Finding and studying DCAs is important for studies on animal navigation, conservation, and population genetics. Patience and long searches, combined with the use of insect radars, has allowed the finding of several DCAs, and the mapping of flights around these DCAs (e.g. Loper et al. 1992). Understanding geographical and other characteristics of DCAs could help develop an easier way to find a larger number of these areas using the same pheromone-assisted search methods. Identifying even a few DCAs facilitates the estimation of genetic diversity and genetic structure (i.e., Collet et al. 2009). Currently, the health of bees can be monitored using gene expression or microbiological analysis (Evans 2006; Robinson et al. 2008) on worker bees collected from colonies in a sampling area. It is, therefore, possible to use male bees at a DCA as a sample of genetically distinct colonies in the area and examine, at the least, prevalence of disease organisms or stress and immune gene expression in these male bees. Defining mating behavior is a very important tool for developing strategies to preserve the genetic variation found in the native habitats of the bee (Strange 2004; Collet et al. 2009), helping to maintain resilient agricultural bee populations.
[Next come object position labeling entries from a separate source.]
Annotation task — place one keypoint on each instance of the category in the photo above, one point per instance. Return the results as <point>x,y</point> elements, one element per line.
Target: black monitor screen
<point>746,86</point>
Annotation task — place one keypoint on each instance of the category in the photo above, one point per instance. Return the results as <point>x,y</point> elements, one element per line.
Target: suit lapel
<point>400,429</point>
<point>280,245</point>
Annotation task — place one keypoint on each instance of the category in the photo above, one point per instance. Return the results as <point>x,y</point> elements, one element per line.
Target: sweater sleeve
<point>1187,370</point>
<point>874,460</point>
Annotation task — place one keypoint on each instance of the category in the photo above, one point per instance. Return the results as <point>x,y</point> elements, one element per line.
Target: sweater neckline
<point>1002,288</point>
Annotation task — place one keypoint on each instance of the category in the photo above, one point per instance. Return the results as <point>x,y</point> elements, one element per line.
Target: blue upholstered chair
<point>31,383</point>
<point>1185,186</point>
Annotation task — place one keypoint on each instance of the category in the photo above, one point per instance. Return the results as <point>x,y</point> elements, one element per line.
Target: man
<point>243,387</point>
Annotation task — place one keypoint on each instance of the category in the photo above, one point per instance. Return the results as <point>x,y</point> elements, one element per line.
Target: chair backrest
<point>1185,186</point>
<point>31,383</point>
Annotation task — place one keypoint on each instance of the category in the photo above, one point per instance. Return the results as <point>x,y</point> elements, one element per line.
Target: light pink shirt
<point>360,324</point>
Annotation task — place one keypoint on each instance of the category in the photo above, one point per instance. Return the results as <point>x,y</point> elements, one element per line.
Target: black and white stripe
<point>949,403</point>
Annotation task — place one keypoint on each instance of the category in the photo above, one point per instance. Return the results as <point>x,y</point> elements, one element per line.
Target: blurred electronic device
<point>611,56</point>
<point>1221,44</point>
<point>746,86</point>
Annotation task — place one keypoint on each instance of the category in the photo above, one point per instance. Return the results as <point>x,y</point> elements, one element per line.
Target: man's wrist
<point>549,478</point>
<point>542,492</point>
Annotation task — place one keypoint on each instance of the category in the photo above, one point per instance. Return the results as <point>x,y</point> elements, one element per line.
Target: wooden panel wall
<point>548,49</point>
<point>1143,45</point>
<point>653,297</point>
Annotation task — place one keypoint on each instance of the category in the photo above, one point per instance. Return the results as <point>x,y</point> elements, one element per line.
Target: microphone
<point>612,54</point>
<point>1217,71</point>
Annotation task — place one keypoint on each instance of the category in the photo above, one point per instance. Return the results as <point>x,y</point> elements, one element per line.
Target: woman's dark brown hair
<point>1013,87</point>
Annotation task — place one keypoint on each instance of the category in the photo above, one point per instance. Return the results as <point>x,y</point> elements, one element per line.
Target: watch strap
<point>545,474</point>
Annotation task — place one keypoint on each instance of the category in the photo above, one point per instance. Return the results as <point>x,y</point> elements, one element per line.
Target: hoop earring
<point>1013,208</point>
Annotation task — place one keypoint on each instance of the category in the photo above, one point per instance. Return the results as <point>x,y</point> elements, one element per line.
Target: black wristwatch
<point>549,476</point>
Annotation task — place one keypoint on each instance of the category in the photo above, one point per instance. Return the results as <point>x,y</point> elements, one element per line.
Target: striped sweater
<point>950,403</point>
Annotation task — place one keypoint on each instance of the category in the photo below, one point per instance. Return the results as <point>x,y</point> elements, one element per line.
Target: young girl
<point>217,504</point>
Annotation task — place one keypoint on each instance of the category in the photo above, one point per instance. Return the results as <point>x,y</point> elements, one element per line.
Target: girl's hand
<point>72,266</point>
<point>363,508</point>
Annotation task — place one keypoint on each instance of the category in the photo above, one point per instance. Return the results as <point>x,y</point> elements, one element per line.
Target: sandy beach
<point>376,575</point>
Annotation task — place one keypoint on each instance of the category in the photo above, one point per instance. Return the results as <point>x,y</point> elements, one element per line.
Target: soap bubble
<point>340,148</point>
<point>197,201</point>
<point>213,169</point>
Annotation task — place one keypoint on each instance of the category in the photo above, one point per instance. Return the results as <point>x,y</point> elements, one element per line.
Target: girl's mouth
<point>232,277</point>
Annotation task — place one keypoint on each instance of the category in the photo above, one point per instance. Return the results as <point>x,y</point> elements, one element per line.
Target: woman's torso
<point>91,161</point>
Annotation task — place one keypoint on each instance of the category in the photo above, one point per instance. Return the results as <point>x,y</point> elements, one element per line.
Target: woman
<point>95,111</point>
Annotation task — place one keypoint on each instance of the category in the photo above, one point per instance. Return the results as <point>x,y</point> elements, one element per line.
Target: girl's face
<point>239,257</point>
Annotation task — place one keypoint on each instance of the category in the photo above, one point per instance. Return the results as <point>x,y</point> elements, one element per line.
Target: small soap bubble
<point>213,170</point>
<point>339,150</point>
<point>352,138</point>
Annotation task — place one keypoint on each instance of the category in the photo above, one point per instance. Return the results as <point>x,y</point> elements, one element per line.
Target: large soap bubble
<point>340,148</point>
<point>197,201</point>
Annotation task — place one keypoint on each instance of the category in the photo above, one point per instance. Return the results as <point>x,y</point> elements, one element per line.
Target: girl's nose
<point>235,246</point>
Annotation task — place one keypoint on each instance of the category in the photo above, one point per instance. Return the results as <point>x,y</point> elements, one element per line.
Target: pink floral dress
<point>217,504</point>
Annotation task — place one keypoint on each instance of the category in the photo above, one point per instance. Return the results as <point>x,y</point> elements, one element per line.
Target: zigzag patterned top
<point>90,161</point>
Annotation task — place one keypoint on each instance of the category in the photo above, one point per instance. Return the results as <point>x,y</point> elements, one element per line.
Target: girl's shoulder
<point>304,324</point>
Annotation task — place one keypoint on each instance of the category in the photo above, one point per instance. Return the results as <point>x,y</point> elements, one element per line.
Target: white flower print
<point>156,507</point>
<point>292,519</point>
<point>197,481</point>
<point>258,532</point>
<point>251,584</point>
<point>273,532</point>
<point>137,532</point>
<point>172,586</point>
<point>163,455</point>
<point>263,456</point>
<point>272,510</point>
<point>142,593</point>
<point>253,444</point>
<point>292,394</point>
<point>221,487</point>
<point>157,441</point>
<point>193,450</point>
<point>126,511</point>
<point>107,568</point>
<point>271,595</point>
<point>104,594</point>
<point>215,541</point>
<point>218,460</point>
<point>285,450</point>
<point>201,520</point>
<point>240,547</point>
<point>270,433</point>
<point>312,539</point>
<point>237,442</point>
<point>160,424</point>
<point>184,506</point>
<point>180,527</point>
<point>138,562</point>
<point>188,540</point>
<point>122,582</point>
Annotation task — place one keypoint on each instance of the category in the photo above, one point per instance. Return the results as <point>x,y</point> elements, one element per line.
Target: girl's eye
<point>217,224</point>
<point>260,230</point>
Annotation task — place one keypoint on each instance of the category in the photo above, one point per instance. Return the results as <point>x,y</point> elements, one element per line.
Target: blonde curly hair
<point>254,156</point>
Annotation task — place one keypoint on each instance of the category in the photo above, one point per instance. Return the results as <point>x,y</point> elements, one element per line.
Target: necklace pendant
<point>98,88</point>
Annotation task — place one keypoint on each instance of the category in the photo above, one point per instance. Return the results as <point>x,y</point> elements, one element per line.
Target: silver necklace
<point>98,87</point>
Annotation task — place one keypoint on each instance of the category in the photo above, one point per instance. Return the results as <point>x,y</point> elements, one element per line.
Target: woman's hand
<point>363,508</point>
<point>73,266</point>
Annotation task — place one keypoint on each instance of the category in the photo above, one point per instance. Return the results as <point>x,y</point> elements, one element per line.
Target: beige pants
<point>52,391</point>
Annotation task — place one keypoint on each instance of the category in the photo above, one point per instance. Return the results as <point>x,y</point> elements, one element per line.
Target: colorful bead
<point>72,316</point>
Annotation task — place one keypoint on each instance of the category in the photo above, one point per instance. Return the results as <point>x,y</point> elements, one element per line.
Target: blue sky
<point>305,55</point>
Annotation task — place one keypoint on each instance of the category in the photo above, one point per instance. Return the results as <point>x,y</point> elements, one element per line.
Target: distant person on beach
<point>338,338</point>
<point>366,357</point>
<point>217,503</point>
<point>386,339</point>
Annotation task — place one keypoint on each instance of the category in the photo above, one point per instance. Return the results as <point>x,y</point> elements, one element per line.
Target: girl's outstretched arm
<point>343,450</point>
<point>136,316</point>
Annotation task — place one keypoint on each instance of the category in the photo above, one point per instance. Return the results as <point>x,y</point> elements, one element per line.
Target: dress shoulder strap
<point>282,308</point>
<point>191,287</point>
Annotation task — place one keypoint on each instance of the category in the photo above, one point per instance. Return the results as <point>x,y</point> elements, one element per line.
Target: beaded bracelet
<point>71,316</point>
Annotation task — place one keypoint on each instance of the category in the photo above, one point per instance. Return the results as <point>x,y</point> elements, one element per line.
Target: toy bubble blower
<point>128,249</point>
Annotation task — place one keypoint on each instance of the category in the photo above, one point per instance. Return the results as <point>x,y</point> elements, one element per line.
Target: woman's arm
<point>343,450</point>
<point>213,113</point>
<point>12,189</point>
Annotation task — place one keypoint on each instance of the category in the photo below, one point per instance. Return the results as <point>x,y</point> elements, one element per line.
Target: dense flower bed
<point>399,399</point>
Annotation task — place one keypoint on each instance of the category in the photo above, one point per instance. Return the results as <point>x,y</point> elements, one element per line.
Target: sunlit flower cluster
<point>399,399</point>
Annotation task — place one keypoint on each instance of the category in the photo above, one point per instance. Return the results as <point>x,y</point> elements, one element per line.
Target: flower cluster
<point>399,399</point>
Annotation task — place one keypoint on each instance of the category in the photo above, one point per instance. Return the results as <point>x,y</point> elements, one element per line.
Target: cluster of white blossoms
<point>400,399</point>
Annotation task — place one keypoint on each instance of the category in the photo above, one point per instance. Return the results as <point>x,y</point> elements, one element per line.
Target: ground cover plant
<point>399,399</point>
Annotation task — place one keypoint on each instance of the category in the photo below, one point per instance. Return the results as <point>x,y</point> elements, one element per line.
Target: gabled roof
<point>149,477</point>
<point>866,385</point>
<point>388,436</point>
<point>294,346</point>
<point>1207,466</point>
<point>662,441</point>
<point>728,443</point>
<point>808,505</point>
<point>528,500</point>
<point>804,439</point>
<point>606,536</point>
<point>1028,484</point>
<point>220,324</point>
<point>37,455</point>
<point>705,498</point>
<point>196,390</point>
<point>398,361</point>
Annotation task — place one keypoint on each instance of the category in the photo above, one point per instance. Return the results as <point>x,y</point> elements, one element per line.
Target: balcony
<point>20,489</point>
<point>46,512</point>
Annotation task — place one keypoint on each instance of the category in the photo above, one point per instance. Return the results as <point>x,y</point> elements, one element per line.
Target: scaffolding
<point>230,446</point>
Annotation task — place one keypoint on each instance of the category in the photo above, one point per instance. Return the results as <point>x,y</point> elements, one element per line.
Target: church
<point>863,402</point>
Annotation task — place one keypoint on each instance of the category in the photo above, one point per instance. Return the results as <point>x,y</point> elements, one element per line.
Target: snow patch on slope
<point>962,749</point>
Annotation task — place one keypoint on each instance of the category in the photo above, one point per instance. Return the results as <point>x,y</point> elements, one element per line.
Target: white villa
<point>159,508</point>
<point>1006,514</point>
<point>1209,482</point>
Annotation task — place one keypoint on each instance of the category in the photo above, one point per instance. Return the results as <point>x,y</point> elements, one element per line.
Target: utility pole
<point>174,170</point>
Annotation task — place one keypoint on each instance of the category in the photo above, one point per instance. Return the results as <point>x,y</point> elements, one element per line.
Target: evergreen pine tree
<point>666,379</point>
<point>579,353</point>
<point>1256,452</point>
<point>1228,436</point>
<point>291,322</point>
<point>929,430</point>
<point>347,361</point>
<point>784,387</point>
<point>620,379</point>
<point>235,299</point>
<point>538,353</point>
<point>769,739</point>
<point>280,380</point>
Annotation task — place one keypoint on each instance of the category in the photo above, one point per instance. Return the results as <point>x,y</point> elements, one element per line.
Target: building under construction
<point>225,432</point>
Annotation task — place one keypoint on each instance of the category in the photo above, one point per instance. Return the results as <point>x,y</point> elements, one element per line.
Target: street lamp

Our purpose here is to compare the landscape characteristics of the locations where DCAs are present with those where DCAs are absent in Puerto Rico in order to test predictions of the physical and behavioral DCA hypotheses. It is expected that the descriptions of DCAs will help in finding new DCAs on the island and elsewhere.

Materials and Methods

Sampling

In Puerto Rico, 70 apiaries were geographically referenced using a Global Positioning System. In order to represent the geographic diversity of the island (east to west, high to low, central to coastal regions, in dry and wet climate areas; see Rivera-Marchand et al. in press), 14 out of 70 apiaries were selected and utilized as reference points for DCA searches. In total, 36 sites near these apiaries were classified in this study during the mating seasons (May-October) of years 2008 and 2009 (Figure 1). Eight out of 36 were DCAs, and 28 were not. From previous experiments, it is known that drones in Puerto Rico exit to fly between 14:00 and 17:30, and are regularly able to fly back and forth to locations at a 2 km radius (Galindo-Cardona 2010). Using this information as a guide, the DCA candidate locations in this study were sampled within a 2 km distance from known reference apiaries.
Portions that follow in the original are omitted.